Analysis: Why is on-chain data analysis prone to misunderstanding?
Original link: https://twitter.com/tmel0211/status/1601068872710656000
Is the Dragonfly shipment really cutting leeks? What is the reason for the frequent transfer of funds by Amber executives? Someone has made FUD loosely many times recently. In fact, first, many labels on the chain are wrong; second, it is difficult to guess the intention behind it simply by looking at the data on the chain, and it is even possible that off-chain/exchanges are hedging at the same time. How to objectively understand the data on the chain is also a challenge for investors.
After the FTX collapse, I found that everyone has become sensitive to the on-chain data , such as the change of the address funds on the project party chain (going to run away?), the assets of large households flowed into the exchange (crush the market and ship?), and the change of institutional address funds (collapse?) are regarded as BreakNews to FUD. However, the data on the chain can only reflect the objective dynamics on the chain, which cannot 100% match the human motivation off the chain.

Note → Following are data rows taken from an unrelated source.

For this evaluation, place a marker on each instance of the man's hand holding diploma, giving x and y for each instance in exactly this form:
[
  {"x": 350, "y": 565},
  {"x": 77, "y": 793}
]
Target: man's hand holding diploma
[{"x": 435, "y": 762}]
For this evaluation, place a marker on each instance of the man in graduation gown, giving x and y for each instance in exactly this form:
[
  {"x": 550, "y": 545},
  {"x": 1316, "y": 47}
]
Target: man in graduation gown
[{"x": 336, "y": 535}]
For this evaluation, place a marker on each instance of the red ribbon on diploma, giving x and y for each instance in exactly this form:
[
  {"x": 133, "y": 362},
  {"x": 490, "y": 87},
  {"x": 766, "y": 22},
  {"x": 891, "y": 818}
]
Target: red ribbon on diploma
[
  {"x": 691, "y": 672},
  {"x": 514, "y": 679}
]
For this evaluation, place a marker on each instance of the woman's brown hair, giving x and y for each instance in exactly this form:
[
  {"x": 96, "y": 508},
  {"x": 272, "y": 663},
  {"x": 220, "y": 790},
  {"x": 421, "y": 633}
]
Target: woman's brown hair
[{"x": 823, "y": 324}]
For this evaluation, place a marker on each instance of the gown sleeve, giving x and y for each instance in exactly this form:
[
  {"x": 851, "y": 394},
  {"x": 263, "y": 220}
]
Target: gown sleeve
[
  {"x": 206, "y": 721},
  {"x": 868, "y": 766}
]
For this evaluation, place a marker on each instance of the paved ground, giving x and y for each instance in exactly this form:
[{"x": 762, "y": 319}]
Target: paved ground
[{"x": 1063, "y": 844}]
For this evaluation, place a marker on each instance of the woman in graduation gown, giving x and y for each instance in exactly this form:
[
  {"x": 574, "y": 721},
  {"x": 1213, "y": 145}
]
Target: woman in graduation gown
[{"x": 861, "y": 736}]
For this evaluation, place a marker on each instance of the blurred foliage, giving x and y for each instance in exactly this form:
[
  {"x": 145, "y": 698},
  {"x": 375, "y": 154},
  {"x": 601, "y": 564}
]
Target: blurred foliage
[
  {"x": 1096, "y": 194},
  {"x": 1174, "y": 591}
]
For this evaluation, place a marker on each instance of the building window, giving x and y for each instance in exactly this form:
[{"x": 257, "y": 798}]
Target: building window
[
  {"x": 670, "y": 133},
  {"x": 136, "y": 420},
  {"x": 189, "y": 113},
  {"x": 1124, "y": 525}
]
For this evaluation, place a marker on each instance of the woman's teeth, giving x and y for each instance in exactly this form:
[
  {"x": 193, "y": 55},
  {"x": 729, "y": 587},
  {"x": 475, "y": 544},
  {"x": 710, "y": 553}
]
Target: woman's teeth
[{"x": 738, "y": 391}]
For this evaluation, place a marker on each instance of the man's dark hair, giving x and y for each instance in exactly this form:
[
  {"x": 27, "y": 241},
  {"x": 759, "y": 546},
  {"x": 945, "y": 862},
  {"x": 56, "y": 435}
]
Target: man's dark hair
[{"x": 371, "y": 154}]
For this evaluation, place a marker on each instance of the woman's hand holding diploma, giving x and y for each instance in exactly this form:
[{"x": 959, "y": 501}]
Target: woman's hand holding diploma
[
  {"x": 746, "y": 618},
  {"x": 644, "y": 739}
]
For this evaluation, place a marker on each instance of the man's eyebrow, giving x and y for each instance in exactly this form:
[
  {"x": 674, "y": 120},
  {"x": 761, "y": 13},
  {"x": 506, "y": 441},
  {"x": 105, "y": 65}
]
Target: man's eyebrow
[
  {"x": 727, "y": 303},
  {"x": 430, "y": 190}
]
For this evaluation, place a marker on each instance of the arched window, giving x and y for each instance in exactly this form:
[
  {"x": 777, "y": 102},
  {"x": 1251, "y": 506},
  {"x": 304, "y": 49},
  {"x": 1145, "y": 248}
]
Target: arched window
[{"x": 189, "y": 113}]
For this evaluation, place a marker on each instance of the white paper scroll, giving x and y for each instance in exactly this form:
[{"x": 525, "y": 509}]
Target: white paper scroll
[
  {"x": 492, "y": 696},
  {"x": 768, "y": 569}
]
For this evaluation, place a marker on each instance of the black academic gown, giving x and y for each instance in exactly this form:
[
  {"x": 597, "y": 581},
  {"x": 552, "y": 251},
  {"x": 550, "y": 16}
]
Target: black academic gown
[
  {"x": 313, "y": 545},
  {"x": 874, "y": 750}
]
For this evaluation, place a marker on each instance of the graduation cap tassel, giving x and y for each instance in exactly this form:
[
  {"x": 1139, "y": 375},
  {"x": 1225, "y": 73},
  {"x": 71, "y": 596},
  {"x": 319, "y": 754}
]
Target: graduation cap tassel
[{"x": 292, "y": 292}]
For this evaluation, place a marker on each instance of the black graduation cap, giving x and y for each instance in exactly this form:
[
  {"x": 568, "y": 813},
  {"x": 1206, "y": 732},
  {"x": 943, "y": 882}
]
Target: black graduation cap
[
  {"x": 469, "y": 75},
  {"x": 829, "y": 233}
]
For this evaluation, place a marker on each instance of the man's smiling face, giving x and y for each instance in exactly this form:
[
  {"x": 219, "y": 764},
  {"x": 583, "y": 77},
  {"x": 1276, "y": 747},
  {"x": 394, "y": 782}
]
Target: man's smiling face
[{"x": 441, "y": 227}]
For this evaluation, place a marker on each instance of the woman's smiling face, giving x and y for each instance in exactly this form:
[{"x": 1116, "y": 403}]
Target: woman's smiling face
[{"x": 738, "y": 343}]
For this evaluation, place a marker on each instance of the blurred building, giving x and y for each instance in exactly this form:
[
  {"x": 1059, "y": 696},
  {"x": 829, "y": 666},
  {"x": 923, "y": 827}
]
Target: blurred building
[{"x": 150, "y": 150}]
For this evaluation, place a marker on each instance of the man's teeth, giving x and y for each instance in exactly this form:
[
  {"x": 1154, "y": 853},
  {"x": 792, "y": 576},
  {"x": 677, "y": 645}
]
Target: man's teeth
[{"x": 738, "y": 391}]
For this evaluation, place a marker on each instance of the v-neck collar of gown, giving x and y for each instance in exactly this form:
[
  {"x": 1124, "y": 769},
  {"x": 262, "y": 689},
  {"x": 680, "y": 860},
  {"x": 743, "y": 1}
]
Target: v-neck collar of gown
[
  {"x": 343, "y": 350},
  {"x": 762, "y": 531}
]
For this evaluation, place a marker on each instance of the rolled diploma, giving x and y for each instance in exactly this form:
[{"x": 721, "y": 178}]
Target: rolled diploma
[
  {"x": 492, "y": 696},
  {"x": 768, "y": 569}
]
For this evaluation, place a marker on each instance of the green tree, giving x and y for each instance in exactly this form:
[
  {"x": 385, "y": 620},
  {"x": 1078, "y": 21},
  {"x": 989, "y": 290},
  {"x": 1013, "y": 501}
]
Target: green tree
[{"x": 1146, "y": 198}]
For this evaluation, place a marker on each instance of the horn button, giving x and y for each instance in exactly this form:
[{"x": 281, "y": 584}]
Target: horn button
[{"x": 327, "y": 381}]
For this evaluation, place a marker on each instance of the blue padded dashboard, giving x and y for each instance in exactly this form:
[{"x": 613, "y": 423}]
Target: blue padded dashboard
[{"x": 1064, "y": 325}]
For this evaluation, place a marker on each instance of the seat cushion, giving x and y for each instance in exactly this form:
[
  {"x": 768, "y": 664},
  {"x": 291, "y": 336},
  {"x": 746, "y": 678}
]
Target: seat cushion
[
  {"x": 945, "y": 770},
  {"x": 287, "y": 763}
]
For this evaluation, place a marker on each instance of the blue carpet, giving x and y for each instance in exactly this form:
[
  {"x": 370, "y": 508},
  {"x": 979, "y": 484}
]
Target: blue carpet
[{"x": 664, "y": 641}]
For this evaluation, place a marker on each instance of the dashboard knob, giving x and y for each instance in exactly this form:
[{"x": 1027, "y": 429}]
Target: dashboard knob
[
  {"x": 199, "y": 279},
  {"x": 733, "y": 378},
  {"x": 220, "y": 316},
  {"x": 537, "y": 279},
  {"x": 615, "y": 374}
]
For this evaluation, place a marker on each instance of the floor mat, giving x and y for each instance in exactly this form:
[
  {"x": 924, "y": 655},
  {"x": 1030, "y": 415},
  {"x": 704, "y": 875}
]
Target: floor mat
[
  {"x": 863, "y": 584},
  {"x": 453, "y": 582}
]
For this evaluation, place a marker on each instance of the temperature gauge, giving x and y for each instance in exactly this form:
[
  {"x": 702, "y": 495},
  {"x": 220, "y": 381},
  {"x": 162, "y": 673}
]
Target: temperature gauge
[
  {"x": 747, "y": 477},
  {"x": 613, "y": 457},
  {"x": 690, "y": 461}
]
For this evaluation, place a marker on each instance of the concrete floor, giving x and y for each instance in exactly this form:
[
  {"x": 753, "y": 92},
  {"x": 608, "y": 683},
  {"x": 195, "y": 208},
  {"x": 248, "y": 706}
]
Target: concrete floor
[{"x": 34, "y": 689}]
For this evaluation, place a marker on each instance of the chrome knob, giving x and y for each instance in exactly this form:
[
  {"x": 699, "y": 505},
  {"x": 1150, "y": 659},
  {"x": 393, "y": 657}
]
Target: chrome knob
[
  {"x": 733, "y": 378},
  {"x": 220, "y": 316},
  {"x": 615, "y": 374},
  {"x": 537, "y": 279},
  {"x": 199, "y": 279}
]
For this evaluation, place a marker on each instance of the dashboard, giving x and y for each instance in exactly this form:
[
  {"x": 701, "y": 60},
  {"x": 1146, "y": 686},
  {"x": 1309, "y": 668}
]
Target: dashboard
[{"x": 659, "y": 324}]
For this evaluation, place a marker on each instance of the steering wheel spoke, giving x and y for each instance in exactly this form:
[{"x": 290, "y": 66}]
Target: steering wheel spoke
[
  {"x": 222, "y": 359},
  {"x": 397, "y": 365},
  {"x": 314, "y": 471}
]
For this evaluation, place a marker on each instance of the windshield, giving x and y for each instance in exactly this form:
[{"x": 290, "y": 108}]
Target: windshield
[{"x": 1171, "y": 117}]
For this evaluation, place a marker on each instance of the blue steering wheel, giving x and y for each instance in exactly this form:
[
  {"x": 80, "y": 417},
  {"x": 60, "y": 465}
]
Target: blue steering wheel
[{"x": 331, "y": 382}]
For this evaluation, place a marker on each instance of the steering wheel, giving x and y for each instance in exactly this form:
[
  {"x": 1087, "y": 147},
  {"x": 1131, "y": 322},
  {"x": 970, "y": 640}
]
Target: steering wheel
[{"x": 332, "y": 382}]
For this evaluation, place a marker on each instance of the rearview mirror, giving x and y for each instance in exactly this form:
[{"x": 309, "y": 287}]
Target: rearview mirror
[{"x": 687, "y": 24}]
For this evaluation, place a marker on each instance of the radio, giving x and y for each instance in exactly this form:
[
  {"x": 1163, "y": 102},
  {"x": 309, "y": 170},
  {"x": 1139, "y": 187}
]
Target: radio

Post a few FUD facts first: 1) Dragonfly transferred to Binance PERP to be shipped, buying at high points and selling at low points is interpreted as the organization being cut leeks, but no one can prove that Dragonfly’s buying price is synchronized with the secondary market; 2 )Amber co-founder TTK received 5000ETH from the company, and was accused of enriching private pockets, but in fact there may be errors in the address label. There are a lot of similar news every day. Can on-chain data really prove the fact of FUD?
In fact, every Transfer Event of data on the chain exists objectively, but because the address tags are all off-chain attributes, real address tags such as exchanges are not fully disclosed. Therefore, the off-chain Entity tags may not be 100% accurate. To find out it requires the use of algorithmic deduction, offline verification and other social engineering, which can only be close to the facts, but it is difficult to truly equate them.
Regarding Address labels, major browsers and data service platforms have collected hundreds of millions of Entity address labels based on the technical principles of Common Spending and One-Time-Change of UTXO characteristics. In addition, exchange addresses, mining pool addresses, Mixer money laundering addresses, gambling addresses, etc. all have different business characteristics, which can be modeled and screened differently.
What is Common Spending: Simply put, if a (BTC) transaction has multiple input addresses at the same time, then it can be determined that these input addresses are controlled by the same Entity. We can continue to radiate by extracting the recharge seed addresses of exchange users, trace back through the upper and lower layers to mine more associated new addresses, and then classify cold and hot wallets based on the interaction between addresses, and then hoard more and more labels.
In any case, these tags are calculated by a third party through technical means. If the exchange frequently changes the seed address, or deliberately uses a currency mixer to cover up the address, the existing address tags will also become invalid. Common Spending deduces that the accuracy of the address label depends on the number of Entity’s seed addresses and its replacement frequency, which can be used for anti-reconnaissance. It’s just because the exchanges also have to engage in compliance in various places, so there is no need to do so.
Moreover, the business scenario of the exchange is very complicated, and it is difficult to guess the intention behind it simply by looking at the data on the chain:
1) Large-value transfers to the hot and cold wallets of the exchange may be collected and organized by the wallets;
2) Large transfers between Entities on exchanges may only be withdrawn by large accounts;
3) The exchange address funds flow into an unknown address, which may be the withdrawal or the wallet arrangement of the same subject; these dynamics can assist in the analysis, but it is not rigorous enough to infer human reasons such as running away and crushing the market.
In fact, the original intention of security and data companies to collect address tags was mainly to serve the AML asset tracking business, to assist the police in the first time when hackers launder money, and to conduct technical evidence collection so that the stolen money can be effectively blocked. Since hackers mostly use clean new addresses, and hackers need to rely on the transaction depth of CEX for money laundering, data changes on the chain have the greatest early warning significance in asset tracking business scenarios.
Now many alert robots on the chain send all kinds of large transfers and transfer transactions involving Entity every day. If everyone can capture and respond in time, it will avoid some risks. However, it does not rule out that individual data is misinterpreted or expanded, and the impact of market Fomo and runs will also affect everyone’s assets.